Tonally and thematically, TRAPPED ASHES is all over the place : it feels like four separate movies shoehorned together to form one single piece, though this at least gives the film variety – and the one thing that all four stories share is that they are all quite distinctive and offbeat in their own individual ways. Parts of the film work a lot better than others, but all of the stories have at least something worth keeping at least one eye open for. Russell’s is the most enjoyable by a significant margin, though Gaeta’s is no slacker.

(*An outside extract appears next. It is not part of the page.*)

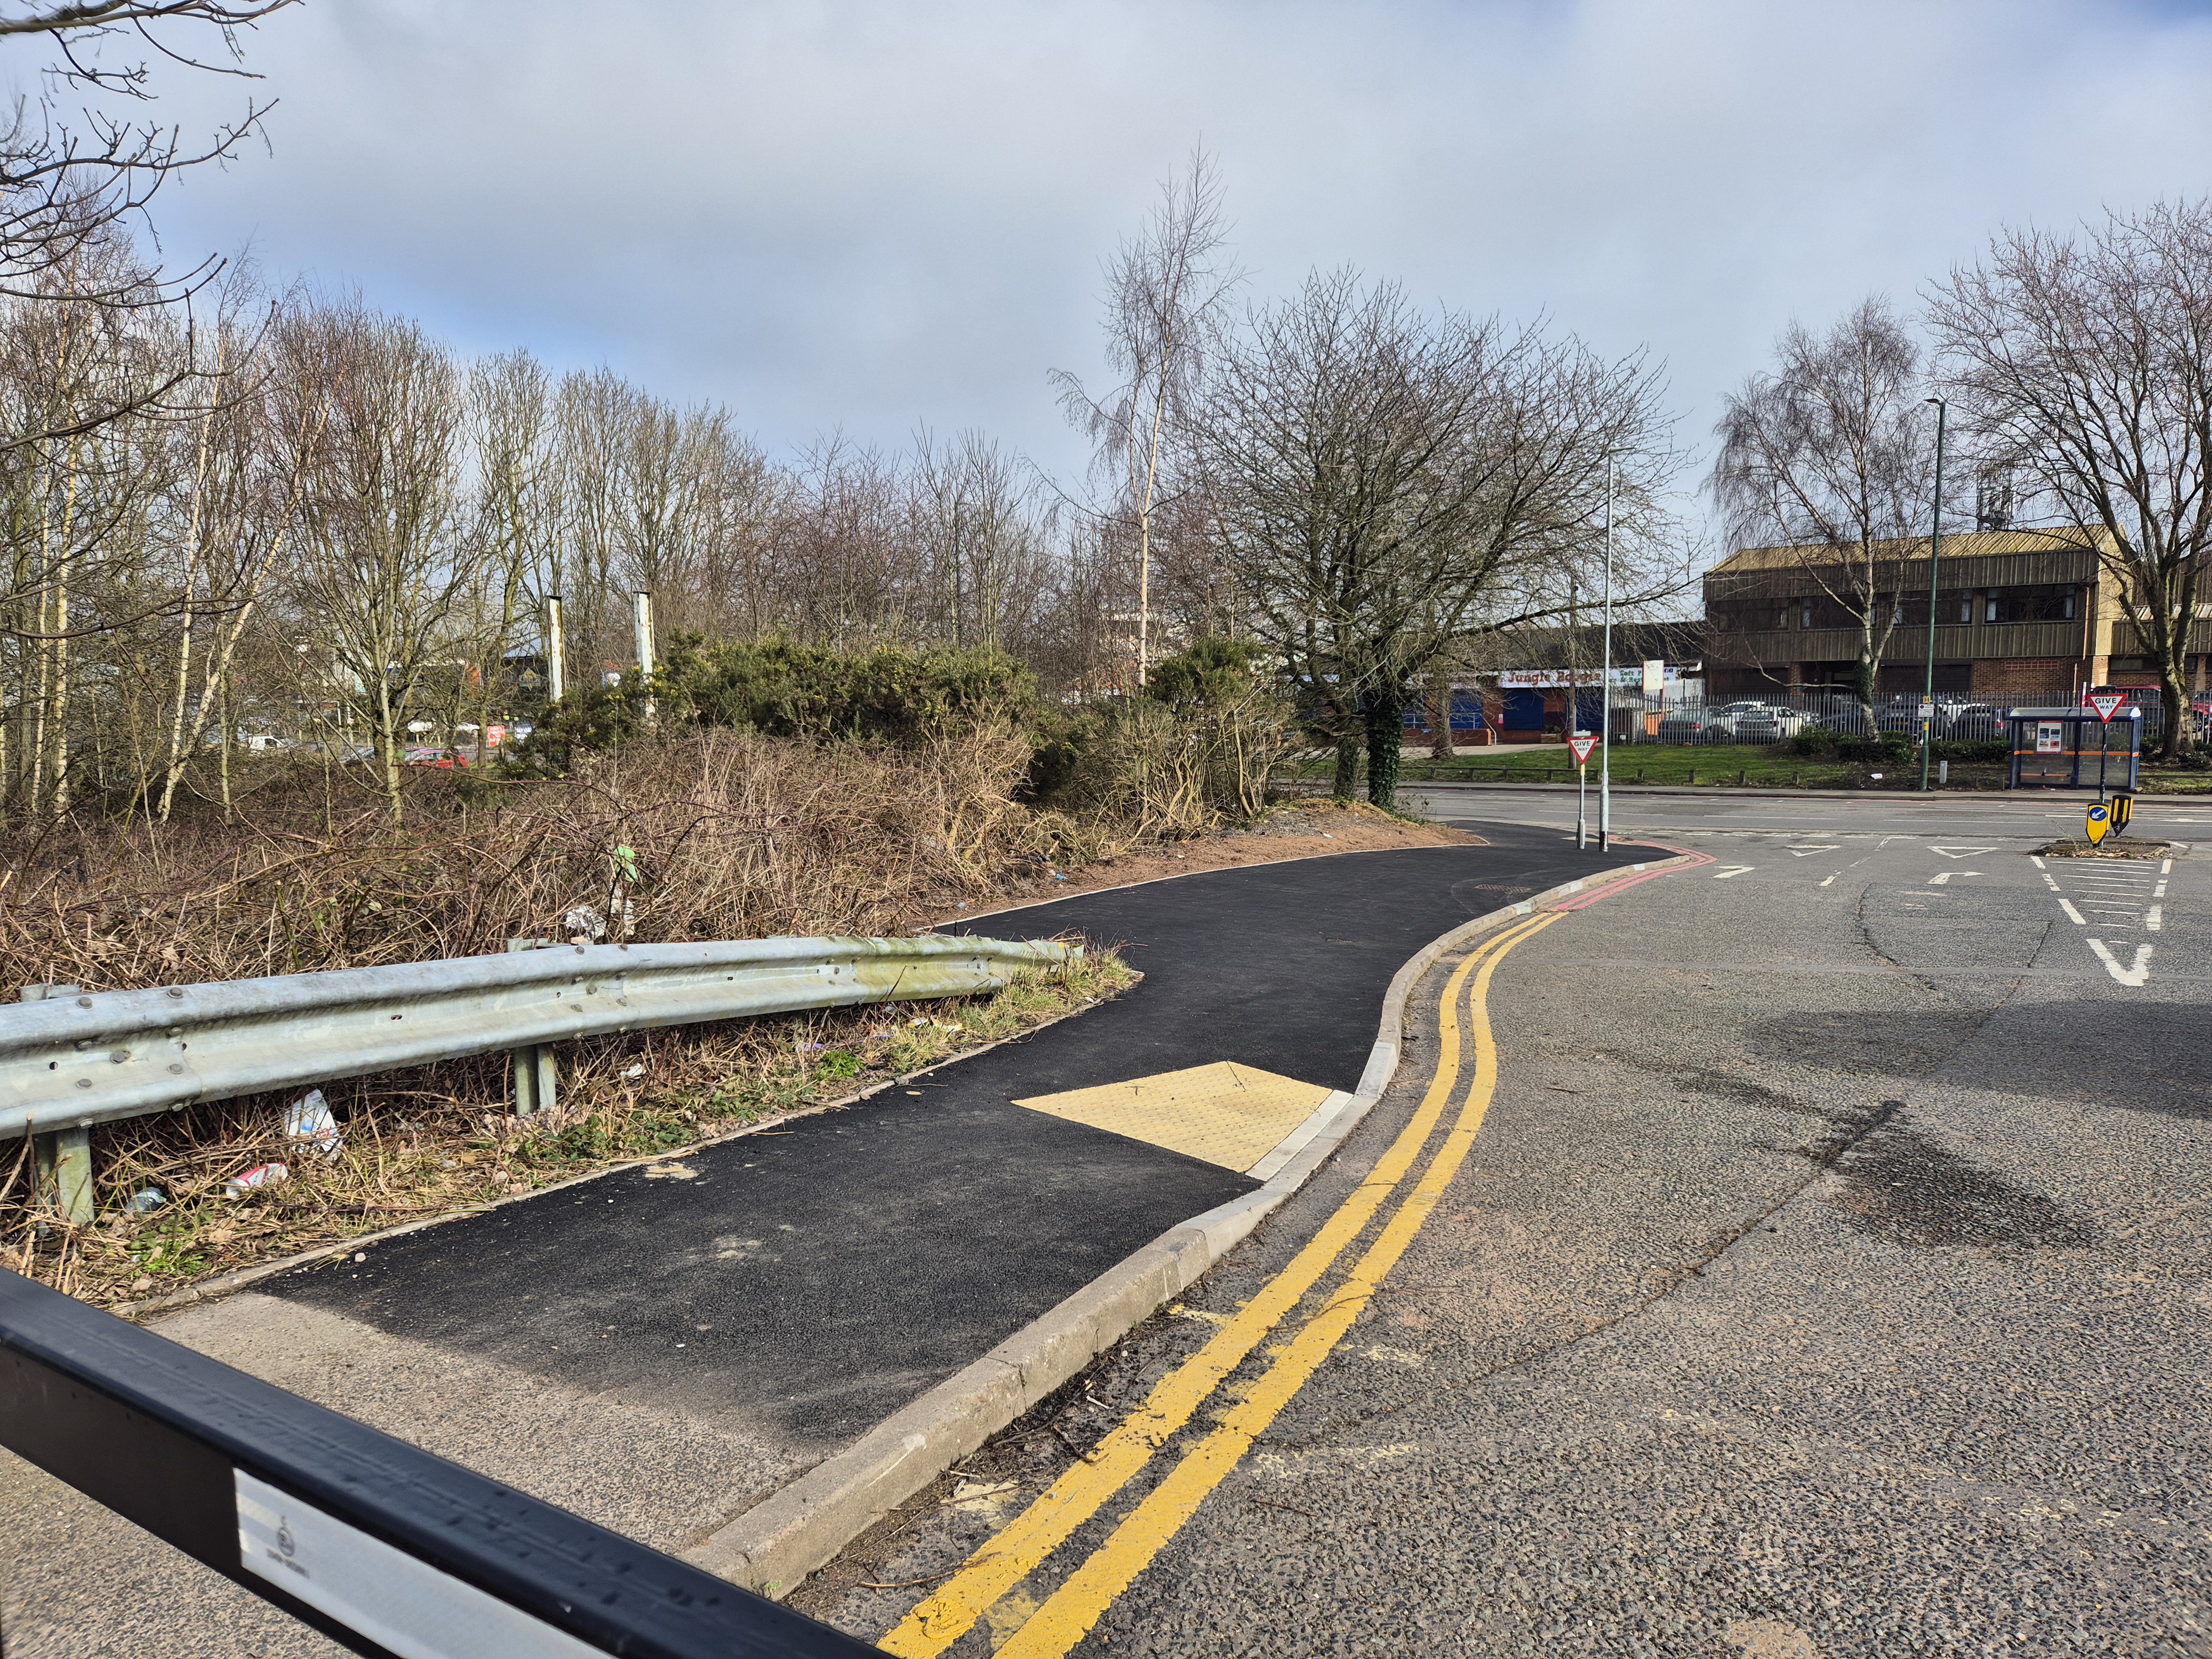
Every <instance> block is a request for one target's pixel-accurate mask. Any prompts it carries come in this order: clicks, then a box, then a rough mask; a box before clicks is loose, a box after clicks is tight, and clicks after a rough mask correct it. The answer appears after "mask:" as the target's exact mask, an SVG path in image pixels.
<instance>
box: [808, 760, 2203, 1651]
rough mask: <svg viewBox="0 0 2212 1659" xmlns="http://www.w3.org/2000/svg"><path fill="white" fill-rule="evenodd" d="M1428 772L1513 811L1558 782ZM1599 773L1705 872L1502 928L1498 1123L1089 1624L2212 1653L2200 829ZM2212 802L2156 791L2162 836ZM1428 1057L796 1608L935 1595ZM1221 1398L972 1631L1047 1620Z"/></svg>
mask: <svg viewBox="0 0 2212 1659" xmlns="http://www.w3.org/2000/svg"><path fill="white" fill-rule="evenodd" d="M1427 794H1429V796H1431V803H1433V805H1431V810H1433V812H1436V814H1438V816H1447V818H1458V821H1464V823H1469V825H1471V827H1482V830H1484V832H1486V830H1489V825H1493V823H1498V821H1502V818H1515V816H1517V818H1535V821H1542V823H1553V825H1557V823H1562V807H1564V818H1566V821H1571V814H1573V799H1564V801H1562V796H1557V794H1535V792H1528V794H1506V792H1493V790H1471V792H1444V790H1431V792H1427ZM1617 807H1619V816H1617V825H1619V830H1621V832H1624V834H1648V836H1655V838H1661V841H1674V843H1677V845H1688V847H1697V849H1703V852H1708V854H1712V856H1714V863H1710V865H1703V867H1699V869H1694V872H1683V874H1677V876H1666V878H1657V880H1648V883H1644V885H1639V887H1632V889H1628V891H1621V894H1617V896H1610V898H1606V900H1601V902H1597V905H1593V907H1588V909H1579V911H1575V914H1571V916H1566V918H1564V920H1559V922H1557V925H1553V927H1548V929H1546V931H1542V933H1537V936H1533V938H1531V940H1528V942H1526V945H1522V947H1517V949H1515V951H1513V953H1511V956H1509V958H1506V960H1504V962H1502V967H1500V969H1498V975H1495V984H1493V991H1491V998H1489V1006H1491V1015H1493V1020H1495V1029H1498V1048H1500V1073H1498V1093H1495V1102H1493V1104H1491V1110H1489V1117H1486V1121H1484V1126H1482V1133H1480V1137H1478V1139H1475V1141H1473V1150H1471V1155H1469V1161H1467V1164H1464V1166H1462V1168H1460V1172H1458V1177H1455V1179H1453V1181H1451V1186H1449V1190H1447V1192H1444V1197H1442V1201H1440V1203H1438V1208H1436V1210H1433V1214H1431V1217H1429V1221H1427V1225H1425V1228H1422V1230H1420V1232H1418V1234H1416V1239H1413V1243H1411V1248H1409V1250H1407V1254H1405V1256H1402V1261H1398V1265H1396V1267H1394V1270H1391V1274H1389V1276H1387V1281H1385V1283H1383V1290H1380V1294H1378V1296H1376V1298H1374V1303H1371V1305H1369V1307H1367V1310H1365V1314H1363V1316H1360V1321H1358V1325H1356V1327H1354V1329H1352V1332H1349V1336H1347V1338H1345V1340H1343V1345H1340V1347H1336V1349H1334V1354H1332V1356H1329V1358H1327V1360H1325V1363H1323V1365H1321V1369H1318V1371H1316V1374H1314V1376H1312V1380H1310V1383H1305V1387H1301V1389H1298V1391H1296V1396H1294V1398H1292V1400H1290V1405H1287V1407H1285V1409H1283V1411H1281V1416H1279V1418H1274V1422H1272V1425H1270V1427H1267V1431H1265V1433H1263V1436H1261V1440H1259V1442H1256V1444H1254V1447H1252V1451H1250V1455H1245V1458H1243V1460H1241V1462H1237V1467H1234V1469H1232V1471H1230V1473H1228V1475H1225V1478H1223V1480H1221V1484H1219V1486H1214V1489H1212V1491H1210V1495H1206V1498H1203V1502H1199V1504H1197V1511H1194V1515H1192V1517H1190V1520H1188V1524H1183V1526H1181V1528H1179V1531H1177V1533H1175V1535H1172V1537H1170V1540H1168V1542H1166V1544H1164V1548H1161V1551H1159V1553H1157V1557H1152V1559H1150V1564H1148V1566H1146V1568H1144V1571H1141V1573H1139V1575H1137V1577H1135V1579H1133V1582H1130V1584H1128V1588H1126V1590H1121V1593H1119V1595H1117V1597H1115V1599H1113V1604H1110V1606H1108V1608H1106V1613H1104V1617H1102V1619H1099V1621H1097V1626H1095V1628H1093V1630H1091V1635H1088V1637H1086V1639H1082V1641H1079V1644H1077V1646H1075V1648H1071V1650H1079V1652H1086V1655H1093V1652H1110V1655H1177V1657H1181V1655H1270V1659H1272V1657H1281V1655H1367V1652H1374V1655H1409V1652H1422V1655H1427V1652H1436V1655H1776V1657H1787V1659H1807V1657H1812V1655H1834V1657H1840V1655H1854V1657H1856V1655H1867V1657H1874V1655H1933V1652H1960V1655H1966V1652H1973V1655H1989V1652H2033V1655H2090V1652H2095V1655H2172V1657H2179V1655H2192V1657H2197V1659H2203V1657H2205V1655H2212V1588H2208V1582H2212V1579H2208V1575H2212V1199H2208V1192H2212V1146H2208V1133H2205V1130H2208V1124H2212V1064H2208V1062H2212V1044H2208V1037H2205V1000H2208V989H2212V938H2208V933H2212V929H2208V922H2212V863H2208V858H2205V856H2203V854H2199V856H2181V858H2174V860H2172V865H2170V867H2161V865H2157V863H2152V865H2148V867H2143V865H2139V867H2132V869H2130V867H2115V865H2108V863H2101V860H2099V863H2079V860H2075V863H2062V860H2044V863H2042V865H2037V860H2035V856H2033V854H2031V847H2035V845H2039V843H2042V841H2046V838H2051V836H2055V834H2059V832H2070V830H2073V827H2075V825H2077V823H2079V801H2064V803H2053V801H2048V799H2026V801H2022V799H2002V796H2000V799H1942V801H1936V803H1893V801H1767V799H1725V796H1714V799H1686V796H1626V799H1621V801H1617ZM2208 818H2212V812H2208V810H2199V807H2188V805H2185V803H2177V805H2170V807H2168V805H2152V803H2146V805H2143V807H2141V810H2139V816H2137V827H2135V832H2132V834H2135V836H2137V838H2141V836H2146V834H2161V832H2163V834H2172V836H2179V838H2188V836H2190V834H2192V830H2194V825H2201V823H2205V821H2208ZM2077 918H2079V920H2077ZM1431 993H1433V987H1431ZM1416 1053H1420V1051H1416ZM1413 1071H1416V1066H1409V1068H1407V1073H1413ZM1409 1082H1413V1079H1411V1077H1407V1079H1402V1082H1400V1086H1398V1088H1394V1091H1391V1095H1389V1097H1385V1102H1383V1106H1380V1108H1378V1110H1376V1113H1374V1117H1371V1119H1369V1124H1367V1126H1363V1130H1360V1135H1358V1137H1356V1139H1354V1141H1352V1144H1349V1146H1347V1148H1345V1152H1343V1155H1340V1157H1338V1161H1336V1164H1334V1166H1332V1168H1329V1170H1327V1172H1325V1175H1323V1179H1316V1183H1314V1186H1312V1188H1310V1190H1307V1192H1305V1194H1301V1197H1298V1199H1296V1201H1294V1206H1290V1208H1287V1210H1285V1212H1283V1214H1281V1217H1279V1221H1276V1223H1272V1225H1270V1228H1267V1230H1263V1232H1261V1234H1259V1237H1256V1239H1254V1241H1250V1245H1248V1248H1245V1250H1243V1252H1239V1254H1237V1256H1232V1259H1230V1261H1228V1263H1223V1267H1221V1270H1217V1272H1214V1274H1212V1276H1210V1279H1208V1281H1206V1285H1203V1287H1201V1292H1199V1294H1194V1296H1190V1298H1186V1312H1183V1314H1181V1316H1168V1318H1159V1321H1152V1323H1150V1325H1148V1327H1144V1329H1141V1332H1137V1334H1135V1336H1133V1338H1130V1340H1128V1343H1126V1345H1124V1347H1121V1349H1119V1352H1115V1354H1110V1356H1108V1358H1106V1360H1102V1365H1099V1367H1097V1369H1095V1371H1093V1376H1091V1378H1086V1383H1084V1387H1082V1389H1077V1391H1071V1394H1068V1396H1066V1398H1064V1400H1062V1402H1057V1407H1055V1413H1057V1416H1055V1418H1053V1425H1055V1429H1057V1433H1042V1436H1040V1433H1037V1425H1035V1422H1033V1425H1022V1431H1020V1438H1015V1436H1009V1438H1006V1440H1004V1442H1002V1444H1000V1447H995V1449H993V1451H991V1453H989V1455H984V1458H971V1460H969V1462H967V1478H969V1482H971V1484H969V1486H967V1491H964V1493H962V1491H953V1489H947V1491H942V1493H938V1495H936V1502H933V1504H929V1506H922V1509H918V1511H914V1513H909V1515H902V1517H900V1520H898V1526H900V1531H898V1533H896V1535H894V1533H891V1528H885V1531H883V1533H878V1535H876V1537H872V1540H865V1542H863V1546H860V1548H856V1551H854V1555H852V1559H849V1562H843V1564H838V1566H836V1568H832V1571H830V1573H825V1575H823V1579H821V1582H818V1584H816V1586H812V1588H810V1590H807V1593H803V1597H801V1606H807V1608H810V1610H818V1613H827V1615H832V1617H834V1619H838V1621H843V1624H847V1628H854V1630H860V1632H867V1635H872V1637H874V1635H878V1632H883V1630H889V1628H891V1626H894V1624H896V1621H898V1619H900V1617H902V1615H905V1610H907V1608H909V1606H911V1604H914V1601H916V1597H918V1595H922V1593H925V1590H916V1588H907V1590H883V1588H869V1586H867V1584H863V1582H860V1579H872V1582H874V1584H902V1582H907V1579H918V1577H927V1579H929V1582H931V1584H936V1582H938V1579H936V1575H942V1573H945V1571H949V1568H951V1566H956V1564H958V1562H960V1559H962V1555H964V1553H967V1551H971V1548H984V1551H989V1548H991V1540H993V1535H995V1528H998V1526H1000V1524H1002V1522H1004V1520H1006V1517H1011V1515H1015V1513H1020V1511H1022V1506H1024V1504H1026V1502H1029V1500H1031V1498H1033V1495H1035V1493H1037V1491H1040V1489H1042V1486H1044V1482H1048V1480H1053V1478H1055V1475H1060V1473H1064V1471H1066V1469H1068V1467H1071V1460H1068V1458H1066V1453H1062V1451H1057V1449H1055V1447H1057V1444H1060V1436H1066V1438H1068V1440H1075V1444H1088V1442H1091V1440H1093V1438H1097V1436H1102V1433H1106V1431H1108V1429H1110V1427H1113V1425H1115V1422H1117V1420H1119V1416H1121V1413H1124V1411H1128V1407H1130V1405H1133V1402H1135V1400H1139V1398H1144V1394H1146V1389H1150V1387H1152V1383H1157V1380H1159V1378H1161V1376H1164V1374H1166V1371H1168V1367H1170V1365H1175V1363H1177V1360H1181V1358H1183V1356H1188V1354H1190V1352H1194V1349H1197V1347H1199V1343H1203V1340H1206V1338H1210V1336H1212V1332H1214V1329H1219V1327H1221V1321H1225V1318H1230V1316H1234V1314H1237V1310H1239V1307H1241V1305H1243V1303H1245V1301H1250V1298H1252V1296H1254V1294H1256V1292H1259V1287H1261V1285H1265V1283H1267V1281H1270V1279H1272V1276H1274V1274H1276V1272H1279V1270H1281V1267H1283V1265H1285V1261H1287V1259H1290V1254H1292V1252H1294V1250H1296V1248H1298V1245H1301V1243H1305V1239H1307V1237H1312V1232H1314V1228H1316V1225H1318V1223H1321V1219H1323V1217H1325V1214H1327V1212H1329V1210H1334V1206H1336V1203H1340V1201H1345V1197H1347V1194H1349V1192H1352V1190H1354V1186H1356V1183H1358V1181H1360V1175H1363V1170H1365V1168H1367V1166H1369V1164H1371V1161H1374V1159H1376V1157H1378V1152H1380V1148H1383V1146H1385V1144H1387V1141H1389V1137H1394V1135H1396V1133H1398V1128H1402V1124H1405V1121H1407V1117H1409V1115H1411V1108H1413V1093H1416V1091H1413V1088H1409V1086H1407V1084H1409ZM1332 1294H1334V1292H1332V1285H1329V1283H1327V1281H1323V1283H1321V1285H1318V1287H1316V1292H1314V1294H1312V1296H1310V1298H1307V1303H1305V1305H1303V1310H1301V1314H1314V1312H1318V1310H1321V1307H1323V1305H1325V1303H1327V1298H1329V1296H1332ZM1294 1325H1296V1321H1287V1323H1285V1329H1292V1327H1294ZM1270 1363H1272V1360H1270V1358H1267V1356H1265V1354H1261V1356H1254V1358H1252V1360H1250V1363H1248V1365H1245V1367H1241V1369H1239V1371H1237V1374H1234V1376H1232V1378H1230V1380H1228V1385H1225V1387H1223V1391H1221V1394H1223V1405H1221V1409H1228V1405H1230V1402H1234V1400H1237V1398H1248V1394H1250V1389H1252V1387H1254V1380H1256V1378H1259V1374H1261V1369H1263V1367H1265V1365H1270ZM1221 1409H1217V1411H1212V1413H1201V1420H1199V1425H1194V1429H1192V1431H1186V1433H1183V1436H1179V1438H1175V1440H1172V1442H1170V1447H1168V1455H1166V1458H1159V1460H1155V1464H1152V1467H1150V1469H1148V1473H1146V1475H1144V1478H1141V1480H1137V1482H1133V1486H1130V1489H1128V1493H1126V1495H1124V1500H1121V1502H1119V1504H1117V1506H1108V1511H1106V1513H1102V1517H1099V1520H1095V1522H1091V1524H1086V1526H1084V1528H1082V1531H1079V1533H1077V1535H1075V1537H1073V1540H1071V1542H1068V1544H1066V1546H1064V1551H1062V1553H1057V1555H1053V1557H1051V1559H1048V1562H1046V1564H1044V1566H1040V1568H1037V1571H1035V1573H1033V1575H1031V1579H1026V1582H1024V1584H1022V1586H1020V1588H1018V1590H1015V1593H1011V1595H1009V1597H1006V1599H1004V1601H1002V1604H998V1606H995V1608H993V1610H991V1615H989V1617H987V1619H984V1621H982V1624H978V1626H975V1628H973V1630H971V1632H969V1635H967V1637H962V1639H960V1641H958V1644H956V1646H953V1648H951V1652H953V1655H975V1652H989V1650H995V1648H998V1646H1002V1644H1004V1641H1013V1639H1018V1635H1020V1630H1022V1628H1024V1626H1026V1621H1029V1617H1031V1610H1033V1608H1035V1606H1037V1604H1040V1601H1046V1599H1048V1597H1051V1595H1053V1593H1055V1590H1057V1588H1062V1586H1064V1584H1066V1582H1068V1575H1071V1573H1073V1571H1075V1566H1077V1564H1079V1562H1084V1559H1088V1557H1091V1555H1093V1553H1095V1551H1099V1546H1102V1542H1104V1540H1106V1533H1108V1528H1110V1526H1113V1524H1117V1522H1119V1517H1121V1515H1124V1513H1128V1509H1130V1506H1133V1504H1135V1502H1137V1498H1139V1495H1144V1491H1148V1482H1152V1480H1157V1478H1159V1473H1161V1469H1164V1467H1168V1464H1170V1462H1172V1458H1175V1455H1177V1453H1181V1451H1186V1449H1188V1447H1190V1444H1192V1433H1203V1431H1206V1429H1212V1425H1214V1420H1217V1418H1219V1416H1221ZM998 1486H1004V1491H993V1489H998ZM1037 1650H1040V1652H1042V1650H1044V1648H1037Z"/></svg>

In Dante’s appealing wraparound, Gibson makes for a delightful host. The final portion of the movie provides an extra form of resolution to each individual story, including the memorable sight gag of episode one’s vicious tits each sucking blood from a cocktail straw. The Amicus-inspired final twist reveals all of the storytellers to have been dead all along, destined to spend an eternity reliving their doom via a low rent studio tour. It’s a pleasant homage to the British horror portmanteau tradition.